My Dividend Just Doubled for CU! Or Did It? Stock Splits and BMO InvestorLine

I’m currently undergoing yet another stock split in my BMO InvestorLine account. I’m watching closely because I want to make an obscenely huge profit for no effort. (True, I probably won’t: I said I wanted to, not I expected to!) It’s frankly a bit of a mess out there in InvestorLine land this morning. Here’s what I found when my CU stock split.

Massive Dividend Increase Over night!

When I opened the Quotes+ screen for Canadian Utilties, CU, the first thing that greeted me was the awesome news the yield was now over 5%. That was a bit surprising as it was around 2.5% last Friday. It’s almost as if it doubled over the weekend after trading stopped. Strangely, that’s about the same time the stock split. Hmmmmm.

Yes, what I’m looking at is that InvestorLine has updated the price of the stock to the split-adjusted price. But it has not yet updated the Indicated Annual Dividend. So it’s dividing the non-split dividend with the split stock price.

Sadly, there is no increase in dividend. Eventually BMO will correctly halve the indicated dividend and the yield will drop.

I sincerely hope, however, that anyone buying the stock this morning is aware of this error. It might be a big shock to buy a stock at about $38 expecting to get $1.94 per year per share and find you’re only really getting $0.97.

Huge 52-week Minimum and Maximum Gap!

Similarly, the minimum 52-week price has been updated to the lowest post-split price. The maximum 52-week price, though, has not been adjusted for the split. So it looks like the stock has bounced between 31.56 and 75.80 in one year. Not!

Should I Sell Half My Shares Immediately?

This is another place where InvestorLine makes me irritated. According to My Holdings, I still only have my original pre-split number of shares. I could put in a request to sell half of what I should have but I’d be in suspense for a while to see what happened. Would the other half of the split eventually show up credited to my account? It should, as the split was based on a date of record of over a month ago. What would happen to InvestorLine’s calculation of my gain or loss on the shares?

Speaking of which, right now it’s reporting I have a huge loss on my shares! That’s because it is using the non-split-adjusted purchase price as my cost, and the split-adjusted price as my current market value. Silly InvestorLine!

Should I Buy More Shares and Ride the Post Split Surge?

It’s always tempting when a stock emerges still gleaming and fresh from its shell after a split to buy more and try to catch the wave of a sudden increase in value. So I logged in at the start of post-split trading this morning to consider the possibility.

However, in the first half hour of trading, the stock had already surged up 99 cents per share. That’s a 2.7% increase in the price of the shares in less than an hour!

The problem is I missed that wave. Do I think it will continue to climb rapidly?
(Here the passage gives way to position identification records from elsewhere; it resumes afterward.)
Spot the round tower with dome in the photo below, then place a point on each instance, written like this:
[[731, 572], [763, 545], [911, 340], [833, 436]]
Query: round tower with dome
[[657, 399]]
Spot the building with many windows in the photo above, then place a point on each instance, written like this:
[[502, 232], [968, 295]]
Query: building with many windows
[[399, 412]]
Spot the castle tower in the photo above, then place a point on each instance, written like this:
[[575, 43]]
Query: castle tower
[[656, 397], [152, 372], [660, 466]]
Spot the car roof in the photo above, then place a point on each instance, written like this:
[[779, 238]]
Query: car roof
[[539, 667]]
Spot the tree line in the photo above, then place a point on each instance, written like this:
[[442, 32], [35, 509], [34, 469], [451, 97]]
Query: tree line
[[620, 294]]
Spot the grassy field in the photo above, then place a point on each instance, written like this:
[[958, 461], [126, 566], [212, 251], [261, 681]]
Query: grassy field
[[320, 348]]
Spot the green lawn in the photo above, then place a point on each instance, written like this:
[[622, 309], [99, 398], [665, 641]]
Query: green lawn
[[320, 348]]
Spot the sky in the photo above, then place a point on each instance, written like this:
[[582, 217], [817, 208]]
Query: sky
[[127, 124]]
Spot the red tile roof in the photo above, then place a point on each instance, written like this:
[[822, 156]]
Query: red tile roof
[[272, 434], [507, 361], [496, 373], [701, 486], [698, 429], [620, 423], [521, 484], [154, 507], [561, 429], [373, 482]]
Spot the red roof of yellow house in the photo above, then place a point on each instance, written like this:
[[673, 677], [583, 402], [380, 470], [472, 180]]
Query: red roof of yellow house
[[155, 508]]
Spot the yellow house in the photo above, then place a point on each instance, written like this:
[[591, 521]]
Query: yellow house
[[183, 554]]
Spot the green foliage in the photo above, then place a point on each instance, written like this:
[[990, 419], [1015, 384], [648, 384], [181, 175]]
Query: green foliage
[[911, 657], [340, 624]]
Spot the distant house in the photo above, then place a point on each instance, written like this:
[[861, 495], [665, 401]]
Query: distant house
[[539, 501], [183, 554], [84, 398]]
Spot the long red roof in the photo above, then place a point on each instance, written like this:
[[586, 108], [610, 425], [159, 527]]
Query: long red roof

This is a very conservative utility stock. If you take the time to figure out the correct dividend, it’s yielding about 2.5% and that’s shrinking each dollar the shares go up.

Hmmm. How gullible are the buyers? Have they checked out the correct dividend? Are they all trying to make a quick buck off the split? Can I buy and dump for a gain of $1 or more a share within the month?

On the other side, this is a perfectly respectable stock to hold. If I buy and it plummets, I could always wait 10 years before selling. Although a 2-2.5% yield is rather low, CU does increase its dividends fairly regularly. It could improve gradually.

Oh the terrible temptation to play the market rather than invest! I can rationalize this six ways to Sunday if I try.

What Would You Do? Or, Perhaps, What Would Warren Buffet Do?

What about you? Would you buy some CU and try to catch the wave? Would you laugh maniacally and stick like a limpet to your ‘whole market’ index fund ETFs? Please share your opinions with a comment.